⚠️This fact has been debunked
This is a widely circulated myth debunked by Snopes and multiple fact-checkers. While women do ingest small amounts of lipstick (UC Berkeley estimates ~24mg daily if applied twice per day, roughly 1/16 pound per year), they don't digest 'most' of what they apply. The majority ends up on cups, napkins, tissues, partners, or is washed off. The viral '4-9 pounds in a lifetime' claim first appeared in Glamour Magazine (2002) without scientific backing and requires impossibly assuming 100% ingestion with zero transfer.
Women end up digesting most of the lipstick they apply.
Do Women Really Eat Pounds of Lipstick?
You've probably heard it before: women eat 4, 7, or even 9 pounds of lipstick over their lifetimes. Some versions claim women "digest most of the lipstick they apply." It's a juicy factoid that's been recycled in beauty blogs, TikToks, and casual conversation for decades. There's just one problem: it's completely false.
The myth first appeared in Glamour Magazine in June 2002, where an unnamed writer tossed out the claim without citing any study or data. From there, it spread like wildfire, mutating into various forms—4 pounds, 7 pounds, 9 pounds—depending on who was telling the story.
The Math Doesn't Add Up
Let's say you're a daily lipstick wearer who applies it twice a day. According to a UC Berkeley study, that means you're ingesting about 24 milligrams of lipstick per day through eating, drinking, and unconscious lip-licking. Over a year, that's roughly 1/16 of a pound.
Even over 70 years of lipstick use, that's only about 4-5 pounds total. But here's the catch: this assumes perfect conditions where you apply lipstick every single day for seven decades starting at age 15. Most women don't wear lipstick daily, take breaks, or go makeup-free for periods of their lives.

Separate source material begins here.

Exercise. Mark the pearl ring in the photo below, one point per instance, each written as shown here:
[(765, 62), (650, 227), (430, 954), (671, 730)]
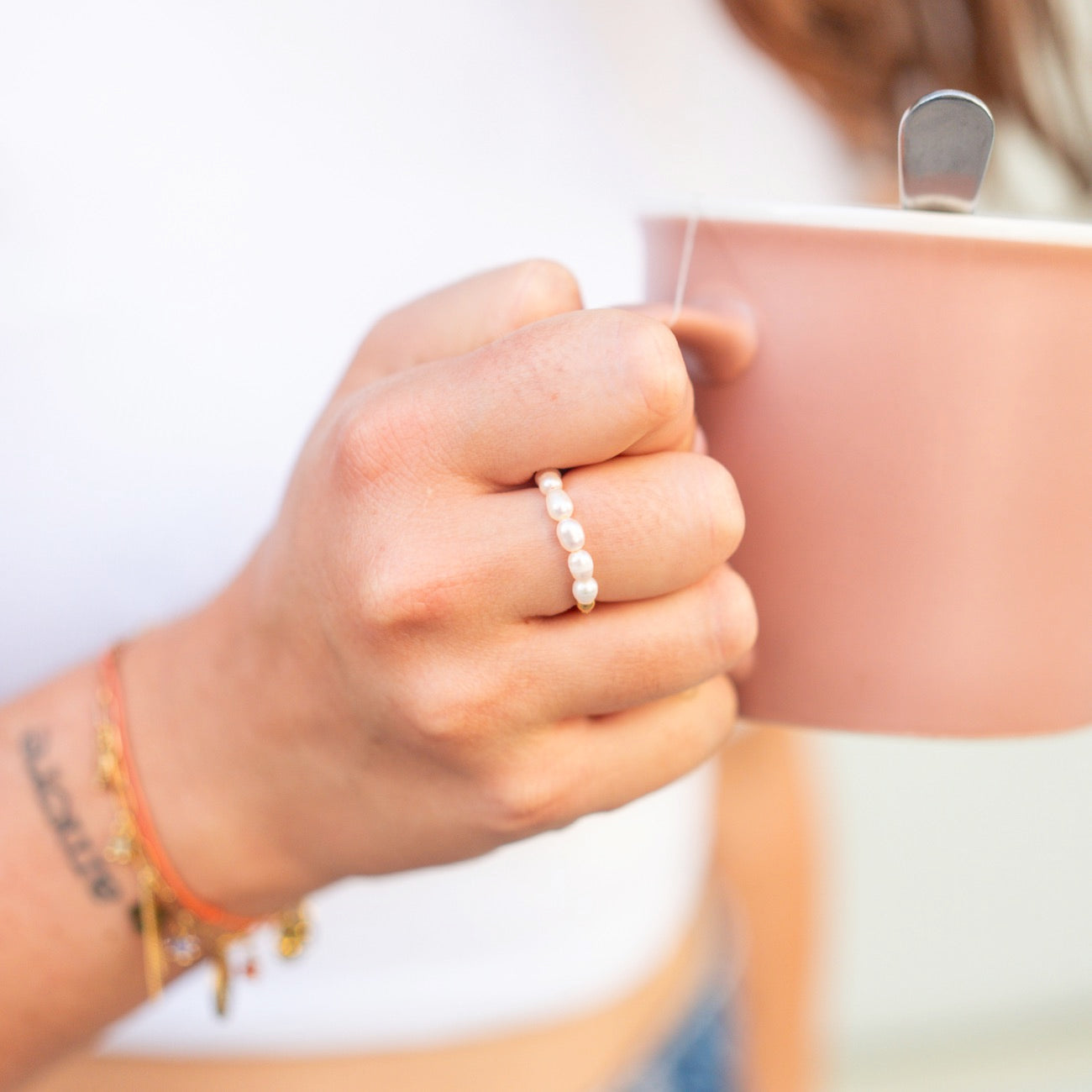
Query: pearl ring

Where Does the Lipstick Actually Go?
The bigger issue with the myth is the word "most." If women digested most of the lipstick they applied, that would mean the majority of each application ended up in their stomachs. Anyone who's ever worn lipstick knows that's absurd.
Lipstick actually ends up:
- On coffee cups, wine glasses, and water bottles
- Blotted off on tissues or napkins
- Transferred to partners during kissing
- Rubbed off on shirt collars, sleeves, or phone screens
- Washed off before bed or during face cleansing
- Faded throughout the day from talking and natural lip movement
When you account for all these transfers, the amount actually ingested is minimal—maybe 10-20% of what's applied, if that.
Why the Myth Persists
So why does this factoid refuse to die? Partly because it's the kind of shocking-but-harmless claim that feels shareable. It doesn't insult anyone, it sounds sciencey enough to be credible, and it plays into anxieties about beauty products and what we unknowingly consume.
Beauty brands have even used it in marketing, positioning their "natural" or "edible" lipsticks as solutions to a problem that doesn't really exist at the scale they claim.
The Real Concern
While you're not eating pounds of lipstick, there is a legitimate conversation about what's in the lipstick you do ingest. Studies have found trace amounts of lead, cadmium, and other heavy metals in some lipsticks. The FDA maintains these levels are generally safe, but it's worth being mindful of product ingredients, especially if you reapply frequently.
Bottom line: You're not digesting most of your lipstick. You're leaving it on everything but your lips.